Aristotle’s advice to find some kind of cosmic balance in your life made no sense through the prism of the second great idea. Morality was “reconceptualised in the modern period”, according to Zagzebski, with the following features:
1. Morality has the force of necessity;
2. The basic moral concept is not flourishing or virtue, but obligation;
3. Obligations come from the consciousness of the individual and get their authority from the individual whose agreement with others is the basis of civil society.

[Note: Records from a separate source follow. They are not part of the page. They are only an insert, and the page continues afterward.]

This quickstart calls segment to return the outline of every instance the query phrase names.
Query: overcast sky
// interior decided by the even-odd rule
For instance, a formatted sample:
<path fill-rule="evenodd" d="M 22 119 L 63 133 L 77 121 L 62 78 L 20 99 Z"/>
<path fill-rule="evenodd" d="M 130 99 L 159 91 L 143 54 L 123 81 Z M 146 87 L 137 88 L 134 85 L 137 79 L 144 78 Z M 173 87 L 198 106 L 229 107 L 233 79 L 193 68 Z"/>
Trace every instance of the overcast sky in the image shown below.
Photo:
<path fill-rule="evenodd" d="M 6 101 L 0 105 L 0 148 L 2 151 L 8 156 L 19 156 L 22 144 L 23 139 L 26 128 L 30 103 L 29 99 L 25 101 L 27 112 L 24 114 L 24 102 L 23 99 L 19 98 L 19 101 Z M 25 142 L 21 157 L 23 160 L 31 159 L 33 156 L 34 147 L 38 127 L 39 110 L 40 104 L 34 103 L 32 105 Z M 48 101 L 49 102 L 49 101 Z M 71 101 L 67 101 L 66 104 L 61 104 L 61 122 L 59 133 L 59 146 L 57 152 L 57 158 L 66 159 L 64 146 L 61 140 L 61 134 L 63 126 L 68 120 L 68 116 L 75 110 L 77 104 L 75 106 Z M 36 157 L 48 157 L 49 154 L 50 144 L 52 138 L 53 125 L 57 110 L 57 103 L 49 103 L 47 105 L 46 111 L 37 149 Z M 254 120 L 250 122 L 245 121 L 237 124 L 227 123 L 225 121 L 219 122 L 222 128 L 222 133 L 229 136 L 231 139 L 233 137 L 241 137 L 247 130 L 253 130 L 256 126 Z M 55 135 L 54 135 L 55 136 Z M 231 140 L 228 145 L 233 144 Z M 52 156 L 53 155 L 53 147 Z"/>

So when faced with a question such as “should a particular individual take a refugee into their home?” the modern way of responding is, first, to give an absolute yes or no (the force of necessity); second, to present the answer as a moral duty (whether hosting a family would be “nice” or virtuous is immaterial); and third, to arrive at the answer from your own mental workings – there is no overriding authority to appeal to.
The rise of the second great idea has brought huge benefits, Zagzebski points out. It has contributed to the emergence of the concept of human rights – moral claims justified solely by human reasoning. But an exclusively modern worldview seems unable to cope with moral inquiries outside of a very limited sphere. It appears, for example, to be silent on the question of how to be a good friend (one of Aristotle’s central concerns), or how to be a good family member (something Confucius closely examined). This gap has ensured that the first great idea has not died off completely.
According to Aristotle, virtue is its own reward
A virtue-based approach to the question of taking a Ukrainian refugee into your home would not mention the word “duty”. Rather it would ask how might this enable you to better flourish or to be in harmony with nature – something that encompasses our fractured humanity.
According to Aristotle (from whom all the major world religious heavily borrowed), virtue is its own reward. What’s more, boasting about, or even publicising, one’s virtue negates it. So any individual who is thinking about taking a refugee into their home should be allowed to keep that decision private.
“The virtues are the qualities that persons need in order to live harmoniously in well-functioning communities; they are not public demands,” Zagzebski points out.
A professor of philosophy at University of Oklahoma, Zagzebski is on an enthusiastic mission to put moral philosophy on a sound footing. Reminiscent of Alasdair MacIntyre’s influential 1981 treatise After Virtue, though more conciliatory in tone, The Two Greatest Ideas locates hope in the promotion of a third idea: “that the human mind can grasp another mind”.
She imagines a “new science” that explores how our “subjective worlds” interact, as this “has the potential to help us overcome our many interpersonal and political conflicts”. The ultimate goal would be, not objectivity (as Aristotle would wish) nor subjectivity (in the modern sense of grasping how one’s mind works), but rather “omnisubjectivity”. This Zagzebski defines as “the perfect grasp of every conscious state of every conscious being who ever lived or ever will live from the first-person perspective of that being”.
A rather ambitious project, I think you’ll agree. So maybe just for now we should all cut ourselves a little slack and perhaps not be so judgmental.